Weigh the sealed sample holder to check for any potential hydration loss via leaks after the neutron experiment. To prepare the liquid state sample, dissolve the protein in the deuterated buffer. Using water, determine the appropriate volume of liquid to be put in the sample holder.
Before handling any material, ensure the ionizing radiation dose is less than 100 microsieverts per hour. Then, thoroughly dry the sample stick and remove any previous sample. Place the sample on the sample stick, check for proper centering relative to the beam center, and insert the sample stick into the cryo furnace.

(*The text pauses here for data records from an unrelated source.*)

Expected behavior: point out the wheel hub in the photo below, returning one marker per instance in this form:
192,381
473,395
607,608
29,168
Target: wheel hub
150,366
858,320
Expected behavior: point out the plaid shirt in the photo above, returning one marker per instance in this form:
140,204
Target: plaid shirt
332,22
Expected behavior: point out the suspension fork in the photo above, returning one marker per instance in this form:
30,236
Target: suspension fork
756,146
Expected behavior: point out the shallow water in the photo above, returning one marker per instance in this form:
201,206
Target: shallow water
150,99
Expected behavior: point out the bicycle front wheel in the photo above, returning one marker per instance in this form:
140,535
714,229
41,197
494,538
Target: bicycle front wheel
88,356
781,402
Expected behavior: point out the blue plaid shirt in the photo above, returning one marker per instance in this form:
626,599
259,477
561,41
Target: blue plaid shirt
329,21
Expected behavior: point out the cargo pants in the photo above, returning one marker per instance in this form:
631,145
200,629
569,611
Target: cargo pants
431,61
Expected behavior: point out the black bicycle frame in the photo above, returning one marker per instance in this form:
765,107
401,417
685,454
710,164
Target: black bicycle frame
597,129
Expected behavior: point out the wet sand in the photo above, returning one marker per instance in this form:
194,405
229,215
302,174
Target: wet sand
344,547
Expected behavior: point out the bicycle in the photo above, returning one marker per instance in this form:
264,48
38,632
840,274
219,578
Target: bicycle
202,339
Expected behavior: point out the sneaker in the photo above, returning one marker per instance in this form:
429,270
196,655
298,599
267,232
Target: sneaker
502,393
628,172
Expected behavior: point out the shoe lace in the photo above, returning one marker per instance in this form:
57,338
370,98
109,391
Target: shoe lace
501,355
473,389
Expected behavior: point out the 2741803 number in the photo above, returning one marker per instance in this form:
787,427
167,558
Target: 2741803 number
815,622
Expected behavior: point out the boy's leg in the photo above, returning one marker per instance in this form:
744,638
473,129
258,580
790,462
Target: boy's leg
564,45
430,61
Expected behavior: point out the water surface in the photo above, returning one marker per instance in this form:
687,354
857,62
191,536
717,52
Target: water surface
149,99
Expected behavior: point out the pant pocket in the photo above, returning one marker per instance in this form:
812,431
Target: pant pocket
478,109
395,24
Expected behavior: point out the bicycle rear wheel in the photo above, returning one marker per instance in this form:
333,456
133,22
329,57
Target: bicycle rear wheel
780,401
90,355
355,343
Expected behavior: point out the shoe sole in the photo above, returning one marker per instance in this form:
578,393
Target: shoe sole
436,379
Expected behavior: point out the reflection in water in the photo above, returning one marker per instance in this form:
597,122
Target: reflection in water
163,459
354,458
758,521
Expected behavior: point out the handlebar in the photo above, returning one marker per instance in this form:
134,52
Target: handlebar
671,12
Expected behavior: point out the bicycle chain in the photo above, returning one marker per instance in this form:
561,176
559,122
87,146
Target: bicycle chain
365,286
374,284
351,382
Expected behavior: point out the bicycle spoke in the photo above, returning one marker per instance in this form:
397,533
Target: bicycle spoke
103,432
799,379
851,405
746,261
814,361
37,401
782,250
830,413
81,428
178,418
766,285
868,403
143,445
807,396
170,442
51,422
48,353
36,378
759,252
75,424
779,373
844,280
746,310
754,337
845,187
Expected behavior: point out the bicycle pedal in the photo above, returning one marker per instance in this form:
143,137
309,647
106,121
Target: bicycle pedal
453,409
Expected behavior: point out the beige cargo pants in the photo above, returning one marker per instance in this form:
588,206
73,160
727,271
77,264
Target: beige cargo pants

To acquire data in Nomad, go to the execution tab and drag and drop a furnace cryostat controller into the launchpad. Set the temperature to 200 Kelvin. Use the fast mode and a timeout of 30 minutes so that the temperature has time to stabilize.
Click on the refresher icon to run the temperature ramp in the background for data acquisition during the temperature decrease. Drag and drop the IN16 Doppler settings controller into the launchpad. Set the speed profile to accurate velocity, the set by to max delta E, the energy offset to 0.00 micro electronvolt, and the number of channels to 128 to obtain an elastic fixed window scans configuration.
Drag and drop a count controller into the launchpad, fill the subtitle field with a name that allows for easy identification of the data, and set scans of 30 seconds with 60 repetitions. Next, drag and drop the IN16 Doppler settings controller into the launchpad. Set the speed profile to sign, the set by to speed with a value of 4.5 meters per second, and the number of channels to 2048 to obtain a quasi elastic neutron scattering configuration.
Drag and drop a count controller and fill the subtitle field with a name that allows for easy identification of the data. Set scans of 30 minutes with four repetitions. For the temperature ramp, drag and drop a furnace cryostat controller, set the temperature to 310 Kelvin, and set the ramp to set point with a delta of 0.05 Kelvin for six seconds.
Use a timeout of 200 minutes. Use a for loop with 65 repetitions. Inside, insert an IN16 doppler settings controller, followed by the count controller and set a single scan of 30 seconds.
Subsequently, insert IN16 Doppler settings as described previously, but using an energy offset of 1.5 micro electronvolt and 1024 channels. Then, insert the count controller and set a single scan of three minutes. To acquire the last quasi elastic neutron scattering of 312 Kelvin, drag and drop the IN16 Doppler settings and count controllers configured as demonstrated previously.
Then, press the start button to run the script. The lysosome elastic and inelastic fixed window scans showed an increase in signal at low momentum transfer and low energy transfer, while the signal at high energy transfer and low momentum transfer decreased. The initial center of mass diffusion coefficient was 15 angstrom squared per nanosecond, which then exponentially decreased over time.
At temperatures higher than 220 Kelvin, the hydration water around the tau fibers was significantly more mobile than around the tau monomers. The fraction of water molecules undergoing translational motion and both the translational and rotation diffusion coefficients of the water molecules were increased around fibers. The protein concentration should be 2000 milligram per ml or at least 20 milligram per ml for proteinated proteins due to neutron back scattering limitations from neutron flux or sample holder buffer background.
Neutron backscattering has been recently applied, for example, to understand how water, which is the natural environmental proteins, can be fully replaced by a synthetic polymer for bio technological application like, for example, drug delivery.